Streamed in real time from Rambert’s London studios
September 26, 2020
Maggie Foyer
As someone who regularly courts danger, Wim Vandekeybus seems particularly well placed to relish the uncertainties and cliff hangers of COVID-land. He is also a multi-media artist who shifts seamlessly between live performance and film, a visible asset in Draw from Within, livestreamed from Rambert’s Waterloo studios.
The persuasive opening, so casual and almost improvised, is earmarked by Daniel Davidson’s reading of Ted Hughes’ enigmatic Conjuring in Heaven, a poem of meaningful nothing. The camera moves down the stairs and around the studios, capturing faces in the bursts of phosphorus as the flame from lighted matches is passed from mouth to mouth. Definitely no kissing; but wonderful patterns of smoke from extinguished tapers as the dancers move into action and write their stories in the smoky air.

Photo Camilla Greenwell
The Rambert dancers have bounced back from lockdown with renewed vitality, each an individual character within quicksilver group co-ordination. The action comes in staccato bursts and starts, music rising to a crescendo as dancers, notably a fiercely acrobatic Liam Francis, twist and fly alternating with impulsive stops, stirring an undercurrent of expectant violence.
A sudden cut to the peace and calm of a backstage corner finds Salomé Pressac, looking both wholesome and sexy in cropped white pants suit with an eye on Guillaume Quéau. Their relationship is brief, interrupted as the sets disappear and the studio is stripped down for more epic on-the-edge Vandekeybus choreography.

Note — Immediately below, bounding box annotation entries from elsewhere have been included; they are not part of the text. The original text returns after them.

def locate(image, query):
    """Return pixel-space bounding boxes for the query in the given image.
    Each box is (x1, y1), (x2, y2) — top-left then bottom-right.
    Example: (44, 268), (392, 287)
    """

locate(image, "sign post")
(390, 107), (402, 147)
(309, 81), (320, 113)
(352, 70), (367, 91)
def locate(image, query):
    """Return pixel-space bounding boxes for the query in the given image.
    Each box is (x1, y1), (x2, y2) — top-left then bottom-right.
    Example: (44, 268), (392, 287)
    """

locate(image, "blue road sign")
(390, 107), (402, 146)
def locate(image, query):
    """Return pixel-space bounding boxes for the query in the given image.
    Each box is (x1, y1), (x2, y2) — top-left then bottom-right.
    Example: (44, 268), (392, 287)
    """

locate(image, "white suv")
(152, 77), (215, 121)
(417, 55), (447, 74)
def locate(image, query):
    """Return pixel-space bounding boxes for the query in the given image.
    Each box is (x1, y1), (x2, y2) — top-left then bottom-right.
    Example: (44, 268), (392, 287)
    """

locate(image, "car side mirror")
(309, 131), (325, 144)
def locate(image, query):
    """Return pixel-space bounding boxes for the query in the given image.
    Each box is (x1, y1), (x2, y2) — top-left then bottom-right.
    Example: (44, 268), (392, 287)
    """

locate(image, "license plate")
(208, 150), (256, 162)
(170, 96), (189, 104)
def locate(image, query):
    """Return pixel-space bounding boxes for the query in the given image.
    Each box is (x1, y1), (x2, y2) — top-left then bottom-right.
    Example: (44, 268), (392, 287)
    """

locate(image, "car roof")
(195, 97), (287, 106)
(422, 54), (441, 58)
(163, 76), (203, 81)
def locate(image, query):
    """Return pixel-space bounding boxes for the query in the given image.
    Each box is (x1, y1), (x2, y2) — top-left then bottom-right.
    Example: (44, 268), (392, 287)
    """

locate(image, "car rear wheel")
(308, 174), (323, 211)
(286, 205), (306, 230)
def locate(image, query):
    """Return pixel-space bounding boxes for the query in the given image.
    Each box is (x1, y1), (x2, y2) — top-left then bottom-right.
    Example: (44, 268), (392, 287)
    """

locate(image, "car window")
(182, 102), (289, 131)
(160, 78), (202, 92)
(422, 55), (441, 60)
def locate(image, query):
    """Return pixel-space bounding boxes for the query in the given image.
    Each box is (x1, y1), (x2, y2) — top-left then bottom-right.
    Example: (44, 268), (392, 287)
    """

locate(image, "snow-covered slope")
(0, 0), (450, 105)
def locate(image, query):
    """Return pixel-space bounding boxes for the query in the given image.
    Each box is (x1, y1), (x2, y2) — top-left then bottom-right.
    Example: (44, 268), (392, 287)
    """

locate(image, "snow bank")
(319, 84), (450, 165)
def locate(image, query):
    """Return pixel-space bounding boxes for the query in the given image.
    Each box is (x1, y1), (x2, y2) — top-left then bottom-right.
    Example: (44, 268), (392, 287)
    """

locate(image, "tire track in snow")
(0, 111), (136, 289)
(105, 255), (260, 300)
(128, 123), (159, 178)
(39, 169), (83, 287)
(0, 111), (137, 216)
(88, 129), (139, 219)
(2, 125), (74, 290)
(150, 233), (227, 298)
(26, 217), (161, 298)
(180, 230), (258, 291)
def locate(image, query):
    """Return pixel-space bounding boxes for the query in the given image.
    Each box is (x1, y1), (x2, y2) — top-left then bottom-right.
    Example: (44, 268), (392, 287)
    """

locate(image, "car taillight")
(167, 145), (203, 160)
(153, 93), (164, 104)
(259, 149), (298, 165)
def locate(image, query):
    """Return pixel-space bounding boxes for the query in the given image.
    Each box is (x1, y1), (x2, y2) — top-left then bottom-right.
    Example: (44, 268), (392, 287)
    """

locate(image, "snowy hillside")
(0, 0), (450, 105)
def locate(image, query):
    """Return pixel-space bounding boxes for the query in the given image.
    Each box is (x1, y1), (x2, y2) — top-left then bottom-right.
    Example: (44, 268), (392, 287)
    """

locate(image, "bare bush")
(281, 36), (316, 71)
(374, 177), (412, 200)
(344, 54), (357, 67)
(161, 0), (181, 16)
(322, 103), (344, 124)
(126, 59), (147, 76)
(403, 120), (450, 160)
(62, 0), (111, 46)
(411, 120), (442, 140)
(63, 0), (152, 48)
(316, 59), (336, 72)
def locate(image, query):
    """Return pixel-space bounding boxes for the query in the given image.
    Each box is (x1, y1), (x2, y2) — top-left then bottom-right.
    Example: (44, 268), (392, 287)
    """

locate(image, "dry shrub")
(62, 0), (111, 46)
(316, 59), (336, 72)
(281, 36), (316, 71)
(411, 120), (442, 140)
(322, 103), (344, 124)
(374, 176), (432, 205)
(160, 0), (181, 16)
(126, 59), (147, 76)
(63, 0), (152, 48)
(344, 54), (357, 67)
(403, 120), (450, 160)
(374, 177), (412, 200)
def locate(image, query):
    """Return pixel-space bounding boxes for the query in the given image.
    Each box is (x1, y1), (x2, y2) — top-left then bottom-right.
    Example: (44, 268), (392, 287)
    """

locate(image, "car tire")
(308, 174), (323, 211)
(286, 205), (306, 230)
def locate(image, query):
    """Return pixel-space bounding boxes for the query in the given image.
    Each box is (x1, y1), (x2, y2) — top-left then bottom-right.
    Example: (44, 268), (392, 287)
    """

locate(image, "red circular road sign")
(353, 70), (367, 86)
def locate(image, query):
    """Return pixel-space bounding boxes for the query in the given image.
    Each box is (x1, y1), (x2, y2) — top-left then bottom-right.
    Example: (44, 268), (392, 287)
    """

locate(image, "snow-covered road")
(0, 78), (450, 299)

in Wim Vandekeybus’ Draw from Within for Rambert
Photo Camilla Greenwell
Cables, expertly manoeuvred by the dancers, are drawn across a space bristling with danger, the dancers leaping over, rolling under or circumnavigate the obstacles with hair breadth precision. Pressac, braids flying competes with the best of them. The complex structure is expertly caught on camera to immerse us in the movement.
Vandekeybus criticises the follies of the media with penetrating satire. While a quietly spoken telephonist reassures callers on the chat lines, on the main stage the presenters, armed with microphones, waffle on enthusiastically. The neatly choreographed ‘birth’ of a child prodigy provokes a media storm. As dancers party round the periphery, he’s the centre of attention: learning to cycle, then to drive and in no time at all, he has a gun. It’s Dad who gets the bullet and the media are in the thick of it, provoking and condemning violence in equal measure.

in Draw from Within
Photo Camilla Greenwell
Vandekeybus senses the mood of the times and plays with our fears. He offers us a collage of life and it’s not pleasant. Hospitals are no longer sanctuaries of care and healing. Masked medics with blood on their hands patrol empty corridors. Kym Sojourna stripped of her dress and coerced onto a stretcher, waits, in trepidation for the unknown. It is the child, seemingly immune to the disquieting forces, that finally returns the dress to Sojourna. The mood changes as vibes of coercive optimism provoke something approaching a religious revival and Davidson declares, ‘it’s all going to be alright’! We’ll see.